As ever, I like making things re-usable, and easy to slot-in. I adapted the example into a contextual object that can be used in-place of a normal call to open()
# It's a tiny snippet, but go on.
# Delviered to You under MIT Expat License, aka "Do what you want"
# I'm not even fussy about attribution.
import mmap
class StringyFileReader:
def __init__(self, file_name, mode):
if mode not in ("r", "rb"):
raise ValueError(f"Invalid mode '{mode}'. Only read-modes are supported")
self._fh = open(file_name, mode)
# A file size of 0 means "whatever the size of the file actually is" on non-Windows
# On Windows, you'll need to obtain the actual size, though
fsize = 0
self._mmap = mmap.mmap(self._fh.fileno(), fsize, access=mmap.ACCESS_READ)
def __enter__(self):
return self
def read(self):
return self._mmap
def __exit__(self, *args):
self._mmap.close()
self._fh.close()
Which then lets us simply tweak the original naive example to:
with StringyFileReader("my_file.bin", 'rb') as fh:
requests.post(url, data={"bytes": fh.read()})
Job. Done.
EDIT: we've discovered through further use that requests
is pretty stupid. It sill tries to read the entire file into memory - possibly by doing a copy of the "string" it receives during one of its internal operations. So this solution seems to only stand in limited cases...
Top comments (4)
That's so terribly simple!
I was anticipating some multipart chunked transferring, but this makes excellent use of the machinery offered by the operating system.
Ever considered using
contextlib
?That does make it even more concise !
That said, I'm not sure how I feel about the enter/exit context being implicit behind this; as in, it reduces the amount of code, but I can feel like reading it back feels unintuitive.
Mind, it's not implicit! It's extracted into the
@contextmanager
function.I respect that you phrase it as unintuitive, since intuition is learned. Indeed, to (very) many, the extracted form of the code sandwich is intuitive. You can observe the movement from explicit sandwiches to extracted in many languages (e.g. Scope.Exit, using in C#).

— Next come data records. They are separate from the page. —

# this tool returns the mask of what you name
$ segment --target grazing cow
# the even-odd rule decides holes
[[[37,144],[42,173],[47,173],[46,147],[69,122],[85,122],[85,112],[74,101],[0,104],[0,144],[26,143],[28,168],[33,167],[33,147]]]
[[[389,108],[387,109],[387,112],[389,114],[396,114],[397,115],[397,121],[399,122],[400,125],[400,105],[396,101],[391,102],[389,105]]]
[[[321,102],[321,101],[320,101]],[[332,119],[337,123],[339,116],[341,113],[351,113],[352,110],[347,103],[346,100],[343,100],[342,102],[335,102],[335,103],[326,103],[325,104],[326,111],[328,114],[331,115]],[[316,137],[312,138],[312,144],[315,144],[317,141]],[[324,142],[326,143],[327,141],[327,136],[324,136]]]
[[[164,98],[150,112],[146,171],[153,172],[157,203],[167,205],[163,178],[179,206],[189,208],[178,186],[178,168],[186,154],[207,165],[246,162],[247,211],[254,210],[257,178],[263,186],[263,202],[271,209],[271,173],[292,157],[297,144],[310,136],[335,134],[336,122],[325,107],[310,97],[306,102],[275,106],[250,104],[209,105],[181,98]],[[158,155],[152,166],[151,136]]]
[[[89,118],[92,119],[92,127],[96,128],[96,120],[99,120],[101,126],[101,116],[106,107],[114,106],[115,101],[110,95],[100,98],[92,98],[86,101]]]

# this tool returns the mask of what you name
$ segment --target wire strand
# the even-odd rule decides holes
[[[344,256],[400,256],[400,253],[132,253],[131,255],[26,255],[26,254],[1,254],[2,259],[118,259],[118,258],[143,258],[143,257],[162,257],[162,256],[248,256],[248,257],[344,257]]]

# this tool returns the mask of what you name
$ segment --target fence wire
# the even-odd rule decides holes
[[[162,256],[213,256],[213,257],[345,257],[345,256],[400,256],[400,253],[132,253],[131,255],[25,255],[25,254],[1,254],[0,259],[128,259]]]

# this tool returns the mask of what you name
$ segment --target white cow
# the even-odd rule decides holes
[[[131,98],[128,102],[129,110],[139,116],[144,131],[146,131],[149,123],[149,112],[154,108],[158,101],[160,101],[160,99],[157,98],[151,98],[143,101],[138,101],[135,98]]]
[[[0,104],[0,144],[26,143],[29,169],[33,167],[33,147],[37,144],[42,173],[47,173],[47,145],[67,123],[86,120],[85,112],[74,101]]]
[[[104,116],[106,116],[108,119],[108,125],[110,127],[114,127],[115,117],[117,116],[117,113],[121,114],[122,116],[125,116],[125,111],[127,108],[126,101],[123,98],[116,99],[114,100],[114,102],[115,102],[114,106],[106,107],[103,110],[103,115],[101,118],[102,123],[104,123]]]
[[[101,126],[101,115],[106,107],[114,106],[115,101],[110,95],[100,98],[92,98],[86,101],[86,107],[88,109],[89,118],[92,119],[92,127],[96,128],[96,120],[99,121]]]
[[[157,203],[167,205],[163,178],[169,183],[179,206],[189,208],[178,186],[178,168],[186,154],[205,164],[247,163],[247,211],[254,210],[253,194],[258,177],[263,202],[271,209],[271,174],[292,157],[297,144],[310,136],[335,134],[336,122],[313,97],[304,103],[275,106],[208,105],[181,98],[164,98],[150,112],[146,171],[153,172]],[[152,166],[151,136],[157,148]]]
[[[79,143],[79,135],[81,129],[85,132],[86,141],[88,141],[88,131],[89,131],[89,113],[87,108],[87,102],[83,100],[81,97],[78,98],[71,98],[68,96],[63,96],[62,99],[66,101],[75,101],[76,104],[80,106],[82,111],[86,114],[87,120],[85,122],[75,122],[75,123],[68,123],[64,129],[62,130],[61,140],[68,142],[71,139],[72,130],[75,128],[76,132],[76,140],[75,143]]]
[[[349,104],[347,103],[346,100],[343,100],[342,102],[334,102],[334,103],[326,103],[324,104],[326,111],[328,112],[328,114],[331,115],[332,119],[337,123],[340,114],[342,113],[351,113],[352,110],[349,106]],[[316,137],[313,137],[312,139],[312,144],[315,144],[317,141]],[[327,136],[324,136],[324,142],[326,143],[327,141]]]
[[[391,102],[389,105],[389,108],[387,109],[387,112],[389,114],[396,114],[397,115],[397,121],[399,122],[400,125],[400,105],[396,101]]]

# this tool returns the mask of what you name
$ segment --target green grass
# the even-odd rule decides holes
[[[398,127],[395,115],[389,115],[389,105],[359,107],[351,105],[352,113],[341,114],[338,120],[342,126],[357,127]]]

The power it brings is that the developer cannot possibly forget to cleanup, so the reader doesn't have to wonder whether they did. Assuming code is read 10 times more than it is written, inner peace will be your part after growing this intuition.
Indeed. I guess it's something I just have to get used to - can be regarded as analogous to the
with
keyword which, unless you've learned and used it properly, can look oddly incomplete.